With this I raised my arms over my head, I howled, I clapped my hands together, once, then again, until I found myself applauding him. “Bravo! You’re wonderful! What a finish! What a flourish! On the phone, the dedicated Jewish savior, the Jewish statesman, Theodor Herzl turned inside out. Then face-to-face outside the trial, a zany fan blushing with adoration. And now this, the masterstroke—the detective who doesn’t look over his shoulder. ‘I’m in the book, man. Philip Roth. Come and get me.’ The
book!”
From out of my depths roared all the laughter that I should have been laughing from the day I first heard that this preposterous mouthpiece claimed to exist.

But he was suddenly screaming from the bed, “I want the check! I want my check! You’ve stolen a million dollars!”

“I lost it, Pipik. I lost it on the highway from Ramallah. The check is gone.”

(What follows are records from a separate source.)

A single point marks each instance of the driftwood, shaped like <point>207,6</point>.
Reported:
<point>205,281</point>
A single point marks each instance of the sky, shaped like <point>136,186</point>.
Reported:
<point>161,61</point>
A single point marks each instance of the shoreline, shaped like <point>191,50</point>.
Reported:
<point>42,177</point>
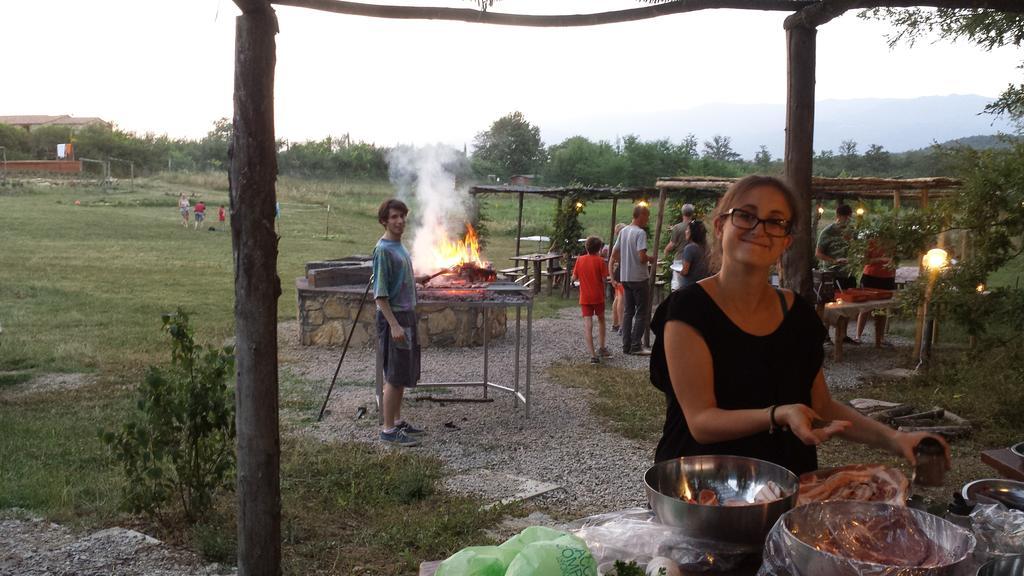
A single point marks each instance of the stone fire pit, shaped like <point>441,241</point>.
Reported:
<point>330,294</point>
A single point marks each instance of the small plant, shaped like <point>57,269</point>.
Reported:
<point>628,569</point>
<point>180,448</point>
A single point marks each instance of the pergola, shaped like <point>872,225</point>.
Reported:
<point>253,174</point>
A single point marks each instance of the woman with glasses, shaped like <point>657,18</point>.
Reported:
<point>740,362</point>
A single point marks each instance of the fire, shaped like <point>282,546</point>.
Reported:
<point>448,253</point>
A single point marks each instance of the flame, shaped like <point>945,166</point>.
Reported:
<point>448,253</point>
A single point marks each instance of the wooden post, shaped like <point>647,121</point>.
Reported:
<point>662,197</point>
<point>797,261</point>
<point>518,227</point>
<point>253,174</point>
<point>611,231</point>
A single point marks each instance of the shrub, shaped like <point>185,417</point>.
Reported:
<point>179,449</point>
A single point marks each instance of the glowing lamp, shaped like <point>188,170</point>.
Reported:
<point>936,258</point>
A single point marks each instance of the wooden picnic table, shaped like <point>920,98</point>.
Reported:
<point>839,315</point>
<point>1006,462</point>
<point>537,258</point>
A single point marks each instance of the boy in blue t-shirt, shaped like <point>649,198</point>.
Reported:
<point>394,293</point>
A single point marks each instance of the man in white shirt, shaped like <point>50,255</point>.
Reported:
<point>631,251</point>
<point>677,243</point>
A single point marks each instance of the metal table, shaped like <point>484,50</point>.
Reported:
<point>498,295</point>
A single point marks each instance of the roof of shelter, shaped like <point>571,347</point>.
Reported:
<point>44,120</point>
<point>821,188</point>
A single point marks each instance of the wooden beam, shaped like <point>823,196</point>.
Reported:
<point>253,6</point>
<point>555,21</point>
<point>798,260</point>
<point>252,183</point>
<point>824,11</point>
<point>518,227</point>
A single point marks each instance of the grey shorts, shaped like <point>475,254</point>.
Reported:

Aghast, he stared straight at me, at the person in all the world who most reminded him of himself, the person he saw as the rest of him, the completion of him, the one who’d come to be his very reason for being, his mirror image, his meal ticket, his hidden potential, his public persona, his alibi, his future, the one in whom he sought refuge
from himself, the other whom he called himself, the person in whose service he had repudiated his own identity, the breakthrough to the other half of his life … and he saw instead, laughing at him uncontrollably from behind the mask of his very own face, his worst enemy, the one to whom the only bond is hatred. But how could Pipik have failed to know that I would have to hate him no less than he hated me? Did he honestly expect that when we met I’d fall in love and set up shop and have a creative relationship with him like Macbeth and his wife?

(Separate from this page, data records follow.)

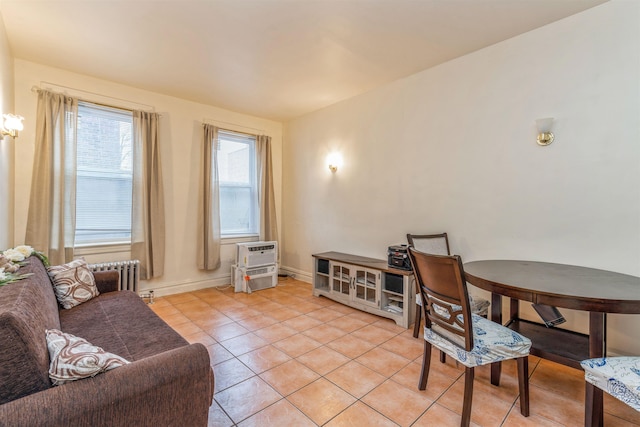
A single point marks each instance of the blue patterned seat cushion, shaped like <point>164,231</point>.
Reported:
<point>492,342</point>
<point>618,376</point>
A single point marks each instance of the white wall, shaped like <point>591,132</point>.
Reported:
<point>453,149</point>
<point>6,145</point>
<point>180,139</point>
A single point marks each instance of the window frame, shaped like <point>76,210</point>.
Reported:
<point>253,186</point>
<point>96,109</point>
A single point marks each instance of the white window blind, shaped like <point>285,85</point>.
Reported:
<point>237,174</point>
<point>104,175</point>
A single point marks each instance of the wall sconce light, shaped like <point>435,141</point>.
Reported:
<point>334,160</point>
<point>11,125</point>
<point>545,136</point>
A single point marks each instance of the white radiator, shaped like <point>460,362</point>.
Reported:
<point>129,272</point>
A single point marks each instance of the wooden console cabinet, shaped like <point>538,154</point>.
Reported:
<point>367,284</point>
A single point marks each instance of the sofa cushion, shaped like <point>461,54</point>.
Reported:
<point>121,323</point>
<point>74,358</point>
<point>27,308</point>
<point>73,283</point>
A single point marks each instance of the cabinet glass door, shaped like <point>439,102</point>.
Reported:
<point>366,286</point>
<point>341,278</point>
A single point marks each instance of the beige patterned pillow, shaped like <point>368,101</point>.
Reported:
<point>73,358</point>
<point>73,283</point>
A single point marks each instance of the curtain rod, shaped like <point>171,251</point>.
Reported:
<point>220,122</point>
<point>63,88</point>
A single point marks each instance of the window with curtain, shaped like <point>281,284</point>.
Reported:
<point>237,174</point>
<point>104,175</point>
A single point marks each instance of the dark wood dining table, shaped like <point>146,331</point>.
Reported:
<point>565,286</point>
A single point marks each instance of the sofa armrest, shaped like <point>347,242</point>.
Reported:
<point>107,281</point>
<point>173,388</point>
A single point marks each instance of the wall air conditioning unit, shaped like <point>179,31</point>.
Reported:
<point>256,254</point>
<point>254,278</point>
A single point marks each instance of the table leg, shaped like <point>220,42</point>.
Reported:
<point>594,416</point>
<point>496,316</point>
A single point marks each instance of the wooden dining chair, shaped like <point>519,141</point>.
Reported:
<point>450,326</point>
<point>618,376</point>
<point>438,244</point>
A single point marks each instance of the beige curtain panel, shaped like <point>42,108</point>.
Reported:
<point>208,255</point>
<point>51,217</point>
<point>147,219</point>
<point>268,222</point>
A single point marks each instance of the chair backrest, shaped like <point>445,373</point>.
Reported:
<point>443,290</point>
<point>437,244</point>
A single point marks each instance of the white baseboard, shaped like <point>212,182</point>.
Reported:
<point>178,288</point>
<point>296,274</point>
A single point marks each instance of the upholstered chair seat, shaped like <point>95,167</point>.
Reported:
<point>618,376</point>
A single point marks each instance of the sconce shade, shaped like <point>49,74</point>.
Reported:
<point>13,122</point>
<point>11,125</point>
<point>545,136</point>
<point>334,160</point>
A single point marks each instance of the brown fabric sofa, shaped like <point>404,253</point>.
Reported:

“I lost it. It’s a great story, too, nearly rivals yours for unbelievability. The check is gone,” I told him again. “A million bucks blowing away across the desert sands, probably halfway down to Mecca by now. And with that million you could have convened that first Diasporist Congress in Basel. You could have shipped the first lucky Jews back to Poland. You could have established a chapter of A-S.A. right in Vatican City. Meetings in the basement of St. Peter’s Church. Full house every night. ‘My name is Eugenio Pacelli. I’m a recovering anti-Semite.’ Pipik, who sent you to me in my hour of need? Who made me this wonderful gift? Know what Heine liked to say? There is a God, and his name is Aristophanes.
You
prove it. It’s Aristophanes they should be worshiping over at the Wailing Wall—if he were the God of Israel I’d be in shul three times a day!”

I was laughing the way people cry at funerals in the countries where they let go and really have at it. They rend their clothes. They rake their faces with their nails. They howl. They swoon. They faint. They grab at the coffin with their twisted hands and fling themselves shrieking into the hole. Well, this is how I was laughing, if you can picture it. To judge from Pipik’s face—our face!—it was something to behold. Why
isn’t
God Aristophanes? Would we be any further from the truth?

“Surrender yourself to what is real,” were my first words to him when I could talk again. “I speak from experience—surrender to reality, Pipik. There’s nothing in the world quite like it.”

I suppose I should have laughed even more uproariously at what happened next; as a newly anointed convert to the Old Comedy, I
should have bounded to my feet, cried aloud, “Hallelujah!” and sung the praises of He Who Created Us, He Who Formed Us from the Mud, the One and Only Comic Almighty, OUR SOVEREIGN REDEEMER, ARISTOPHANES, but for reasons all too profane (total mental paralysis) I could only dumbly gape at the sight of nothing less than the highly entertaining Aristophanic erection that Pipik had produced, as though it were a rabbit, from his fly, an oversized pole right out of
Lysistrata
that, to my further astonishment, he proceeded to crank in a rotary motion, to position, with one hand cupped over the knobby doll-like head, as if he were moving the floor shift on a prewar car. Then he was lunging with it across the bed.